Volmark's hand tightened on the hilt of his blade, his jaw working as he looked from Benjen's steady hand to Jon's unwavering, frozen stare. For a long moment, the only sound in the tent was the distant, rhythmic thud of the pile-drivers out in the bay.

He was a man caught between two worlds. The Old Way called to him, the pride of a reaver who answered to no one but the salt and sea. But the reality of his new life held more weight. Here, there was food, coin, and a future that didn't involve dying in a gutter for a lost cause. He was a subordinate now, and if he wanted that better life, he had to swallow the bitter pill of Northern discipline.

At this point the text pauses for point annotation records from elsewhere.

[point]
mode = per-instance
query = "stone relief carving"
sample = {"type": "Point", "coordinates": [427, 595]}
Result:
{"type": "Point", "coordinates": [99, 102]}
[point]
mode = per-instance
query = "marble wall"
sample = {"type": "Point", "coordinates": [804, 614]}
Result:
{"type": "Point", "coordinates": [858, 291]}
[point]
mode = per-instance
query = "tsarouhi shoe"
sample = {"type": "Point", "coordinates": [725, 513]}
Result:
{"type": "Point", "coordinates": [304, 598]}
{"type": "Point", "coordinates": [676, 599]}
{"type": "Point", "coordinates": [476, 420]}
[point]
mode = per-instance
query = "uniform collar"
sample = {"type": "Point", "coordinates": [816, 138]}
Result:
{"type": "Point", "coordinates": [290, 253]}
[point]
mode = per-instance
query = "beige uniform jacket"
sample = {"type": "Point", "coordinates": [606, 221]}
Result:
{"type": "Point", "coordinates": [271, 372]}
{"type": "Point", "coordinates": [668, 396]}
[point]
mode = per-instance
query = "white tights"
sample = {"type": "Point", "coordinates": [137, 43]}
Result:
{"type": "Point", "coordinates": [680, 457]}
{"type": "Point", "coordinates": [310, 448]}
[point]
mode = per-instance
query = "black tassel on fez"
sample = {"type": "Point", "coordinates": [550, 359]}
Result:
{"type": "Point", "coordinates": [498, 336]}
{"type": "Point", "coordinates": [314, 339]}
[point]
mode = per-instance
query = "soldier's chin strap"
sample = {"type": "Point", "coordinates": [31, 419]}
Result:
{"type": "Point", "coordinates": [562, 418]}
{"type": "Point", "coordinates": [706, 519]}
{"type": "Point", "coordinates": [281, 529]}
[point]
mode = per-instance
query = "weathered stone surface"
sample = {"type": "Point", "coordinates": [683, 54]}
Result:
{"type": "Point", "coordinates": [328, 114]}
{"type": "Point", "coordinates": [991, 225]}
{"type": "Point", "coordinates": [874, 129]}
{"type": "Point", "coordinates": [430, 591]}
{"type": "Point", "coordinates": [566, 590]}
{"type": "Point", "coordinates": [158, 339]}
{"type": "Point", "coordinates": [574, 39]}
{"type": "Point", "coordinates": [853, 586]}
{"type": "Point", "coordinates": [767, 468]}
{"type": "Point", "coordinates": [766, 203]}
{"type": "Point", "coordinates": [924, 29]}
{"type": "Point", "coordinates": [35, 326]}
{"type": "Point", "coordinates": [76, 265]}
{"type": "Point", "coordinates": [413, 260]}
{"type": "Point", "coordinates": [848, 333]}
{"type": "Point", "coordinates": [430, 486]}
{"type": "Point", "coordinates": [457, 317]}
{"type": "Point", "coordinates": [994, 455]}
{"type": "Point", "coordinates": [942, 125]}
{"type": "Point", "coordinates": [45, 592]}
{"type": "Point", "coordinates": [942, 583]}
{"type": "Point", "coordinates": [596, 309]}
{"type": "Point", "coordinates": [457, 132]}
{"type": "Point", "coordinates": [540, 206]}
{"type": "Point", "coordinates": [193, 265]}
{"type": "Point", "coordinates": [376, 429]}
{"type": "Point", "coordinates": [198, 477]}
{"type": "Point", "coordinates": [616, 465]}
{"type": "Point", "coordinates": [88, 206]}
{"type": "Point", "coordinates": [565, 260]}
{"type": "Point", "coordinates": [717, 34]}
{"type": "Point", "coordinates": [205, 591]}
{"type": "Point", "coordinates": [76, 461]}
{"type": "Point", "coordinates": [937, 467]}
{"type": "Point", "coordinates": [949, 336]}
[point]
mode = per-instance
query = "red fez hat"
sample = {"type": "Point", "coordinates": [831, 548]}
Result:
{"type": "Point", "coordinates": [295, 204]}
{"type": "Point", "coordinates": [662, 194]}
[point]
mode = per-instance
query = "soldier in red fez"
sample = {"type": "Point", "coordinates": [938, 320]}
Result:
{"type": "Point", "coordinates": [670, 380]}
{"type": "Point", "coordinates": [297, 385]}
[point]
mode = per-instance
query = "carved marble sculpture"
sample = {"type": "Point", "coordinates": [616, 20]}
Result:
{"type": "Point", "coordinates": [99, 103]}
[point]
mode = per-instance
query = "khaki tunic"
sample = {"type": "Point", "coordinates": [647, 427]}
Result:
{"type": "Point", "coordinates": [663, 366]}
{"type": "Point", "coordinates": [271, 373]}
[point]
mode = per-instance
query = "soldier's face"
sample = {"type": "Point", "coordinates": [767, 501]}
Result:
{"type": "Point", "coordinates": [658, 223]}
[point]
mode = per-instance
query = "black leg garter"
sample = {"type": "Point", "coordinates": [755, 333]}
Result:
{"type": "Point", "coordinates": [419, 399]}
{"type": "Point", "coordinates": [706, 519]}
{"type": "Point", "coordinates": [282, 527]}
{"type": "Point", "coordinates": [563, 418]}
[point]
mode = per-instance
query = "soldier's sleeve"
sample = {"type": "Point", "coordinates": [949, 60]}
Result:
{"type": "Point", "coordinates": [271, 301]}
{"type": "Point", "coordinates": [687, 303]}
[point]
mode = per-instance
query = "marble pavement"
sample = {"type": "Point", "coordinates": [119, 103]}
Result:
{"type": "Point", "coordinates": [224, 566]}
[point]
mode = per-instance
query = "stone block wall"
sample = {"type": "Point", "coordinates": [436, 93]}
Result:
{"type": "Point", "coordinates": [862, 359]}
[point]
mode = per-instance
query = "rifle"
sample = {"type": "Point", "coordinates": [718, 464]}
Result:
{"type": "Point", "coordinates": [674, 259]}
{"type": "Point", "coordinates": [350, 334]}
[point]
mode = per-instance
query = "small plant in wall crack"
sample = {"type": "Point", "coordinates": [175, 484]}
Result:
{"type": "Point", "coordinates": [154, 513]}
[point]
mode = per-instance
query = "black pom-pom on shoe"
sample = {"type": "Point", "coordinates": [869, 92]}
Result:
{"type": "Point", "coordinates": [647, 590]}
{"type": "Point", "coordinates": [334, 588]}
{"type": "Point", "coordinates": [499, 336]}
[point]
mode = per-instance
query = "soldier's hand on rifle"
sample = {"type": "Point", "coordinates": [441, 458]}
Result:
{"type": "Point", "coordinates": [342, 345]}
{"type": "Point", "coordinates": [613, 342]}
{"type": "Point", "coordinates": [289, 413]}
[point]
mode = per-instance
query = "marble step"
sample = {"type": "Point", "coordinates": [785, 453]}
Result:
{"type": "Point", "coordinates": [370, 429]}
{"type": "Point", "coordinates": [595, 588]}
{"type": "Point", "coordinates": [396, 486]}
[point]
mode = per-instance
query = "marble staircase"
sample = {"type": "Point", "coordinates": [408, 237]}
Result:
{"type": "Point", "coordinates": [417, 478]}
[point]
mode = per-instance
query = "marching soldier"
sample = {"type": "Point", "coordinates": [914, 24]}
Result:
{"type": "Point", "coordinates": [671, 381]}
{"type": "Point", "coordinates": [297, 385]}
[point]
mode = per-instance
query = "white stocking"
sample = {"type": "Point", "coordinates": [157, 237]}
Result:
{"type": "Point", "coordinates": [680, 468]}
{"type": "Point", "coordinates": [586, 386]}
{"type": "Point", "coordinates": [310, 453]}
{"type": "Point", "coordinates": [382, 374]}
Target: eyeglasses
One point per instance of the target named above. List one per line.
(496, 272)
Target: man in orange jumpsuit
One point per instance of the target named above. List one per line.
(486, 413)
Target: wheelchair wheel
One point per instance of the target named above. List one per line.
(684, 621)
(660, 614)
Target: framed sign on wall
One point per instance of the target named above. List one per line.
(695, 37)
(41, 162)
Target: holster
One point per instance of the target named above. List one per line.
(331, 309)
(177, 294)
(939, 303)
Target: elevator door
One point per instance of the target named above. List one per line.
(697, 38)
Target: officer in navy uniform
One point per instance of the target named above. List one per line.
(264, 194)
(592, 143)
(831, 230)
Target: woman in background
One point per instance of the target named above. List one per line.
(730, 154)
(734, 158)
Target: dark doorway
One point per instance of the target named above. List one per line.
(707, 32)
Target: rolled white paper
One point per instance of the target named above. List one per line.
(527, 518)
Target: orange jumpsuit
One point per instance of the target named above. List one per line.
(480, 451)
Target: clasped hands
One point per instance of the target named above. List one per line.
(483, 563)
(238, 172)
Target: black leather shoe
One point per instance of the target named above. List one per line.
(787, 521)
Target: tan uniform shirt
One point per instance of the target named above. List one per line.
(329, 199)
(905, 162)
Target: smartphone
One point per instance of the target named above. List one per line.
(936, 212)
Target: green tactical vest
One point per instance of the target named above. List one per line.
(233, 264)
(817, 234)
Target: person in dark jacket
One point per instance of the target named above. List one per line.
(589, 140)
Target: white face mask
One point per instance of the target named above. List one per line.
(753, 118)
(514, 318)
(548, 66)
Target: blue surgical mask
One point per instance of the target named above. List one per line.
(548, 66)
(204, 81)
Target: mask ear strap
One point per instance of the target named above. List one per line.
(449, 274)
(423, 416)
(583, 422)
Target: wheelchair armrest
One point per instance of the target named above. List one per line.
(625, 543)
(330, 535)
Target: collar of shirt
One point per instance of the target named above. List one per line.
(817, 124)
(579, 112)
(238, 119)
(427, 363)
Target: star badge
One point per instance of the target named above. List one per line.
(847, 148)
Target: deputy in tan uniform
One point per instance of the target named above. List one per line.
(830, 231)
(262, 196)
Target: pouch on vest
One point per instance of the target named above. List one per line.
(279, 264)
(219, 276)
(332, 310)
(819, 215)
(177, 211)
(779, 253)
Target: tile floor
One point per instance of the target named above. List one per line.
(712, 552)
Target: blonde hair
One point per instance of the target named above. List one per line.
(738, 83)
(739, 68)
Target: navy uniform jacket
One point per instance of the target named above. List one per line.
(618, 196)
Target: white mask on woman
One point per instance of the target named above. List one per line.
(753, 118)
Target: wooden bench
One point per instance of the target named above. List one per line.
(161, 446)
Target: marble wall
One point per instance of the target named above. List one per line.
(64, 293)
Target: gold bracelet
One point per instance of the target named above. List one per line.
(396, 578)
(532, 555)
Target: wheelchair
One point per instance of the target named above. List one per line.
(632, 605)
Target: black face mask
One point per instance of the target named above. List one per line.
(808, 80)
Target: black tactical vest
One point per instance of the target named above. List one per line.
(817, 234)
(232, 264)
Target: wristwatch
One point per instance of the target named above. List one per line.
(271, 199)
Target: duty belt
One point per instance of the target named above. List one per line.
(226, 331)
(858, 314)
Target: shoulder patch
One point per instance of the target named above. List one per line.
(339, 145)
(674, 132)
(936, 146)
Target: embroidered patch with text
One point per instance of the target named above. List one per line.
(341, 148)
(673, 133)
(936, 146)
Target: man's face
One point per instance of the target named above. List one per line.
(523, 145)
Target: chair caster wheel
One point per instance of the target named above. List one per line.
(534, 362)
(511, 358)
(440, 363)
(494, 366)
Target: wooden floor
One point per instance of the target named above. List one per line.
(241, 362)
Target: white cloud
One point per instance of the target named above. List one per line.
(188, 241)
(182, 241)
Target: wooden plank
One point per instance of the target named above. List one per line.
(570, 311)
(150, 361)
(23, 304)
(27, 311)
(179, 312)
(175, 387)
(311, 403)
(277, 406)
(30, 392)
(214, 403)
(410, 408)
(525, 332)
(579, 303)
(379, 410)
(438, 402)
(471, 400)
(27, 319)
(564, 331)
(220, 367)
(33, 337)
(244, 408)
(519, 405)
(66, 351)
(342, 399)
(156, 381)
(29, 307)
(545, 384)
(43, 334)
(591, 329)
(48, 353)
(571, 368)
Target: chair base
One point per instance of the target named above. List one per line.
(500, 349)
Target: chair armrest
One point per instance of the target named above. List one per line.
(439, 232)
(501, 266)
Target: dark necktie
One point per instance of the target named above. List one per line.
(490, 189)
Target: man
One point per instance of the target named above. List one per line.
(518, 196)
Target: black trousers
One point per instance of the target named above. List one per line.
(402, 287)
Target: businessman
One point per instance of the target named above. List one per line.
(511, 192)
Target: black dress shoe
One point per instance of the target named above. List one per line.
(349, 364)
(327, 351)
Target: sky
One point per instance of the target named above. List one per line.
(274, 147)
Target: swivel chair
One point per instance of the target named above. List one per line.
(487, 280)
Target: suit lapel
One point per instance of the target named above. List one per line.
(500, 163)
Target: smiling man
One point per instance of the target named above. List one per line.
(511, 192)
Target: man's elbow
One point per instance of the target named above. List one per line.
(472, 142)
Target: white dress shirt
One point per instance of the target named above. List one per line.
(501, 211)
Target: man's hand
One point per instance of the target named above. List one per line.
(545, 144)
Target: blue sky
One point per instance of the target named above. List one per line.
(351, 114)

Finally, Volmark exhaled a sharp, frustrated breath and pulled his hand away from his belt. He didn't bow, but he stepped back, the aggressive slant of his shoulders leveling out as he acknowledged the hierarchy."The western quay is set," Volmark muttered, his voice taut but disciplined. "The stones are anchored. The men are waiting for the next tide to move the secondary blocks."

"Then go back and ensure they stay anchored," Jon commanded, his voice devoid of heat but heavy with authority. "The sea won't wait for your pride to settle, and neither will I."

Volmark gave a curt, jerky nod. He shot one last lingering, suspicious look at the "Winter-glass" diagrams, realizing just how much of his old freedom was being traded for this new security, before turning on his heel. He pushed back through the tent flaps, returning to the labor he now oversaw.

Harlen cleared his throat, breaking the silence. "The Ironborn are right about one thing, My Lord. Once those chains are forged and the glass is set, this won't be just a harbor. It will be the strongest fortress on the Sunset Sea."

Jon looked back down at the worn vellum, his finger resting on the spot where the land met the water. "It has to be," he said quietly. "Because once the world realizes what we're building here, they'll come to see if they can take it.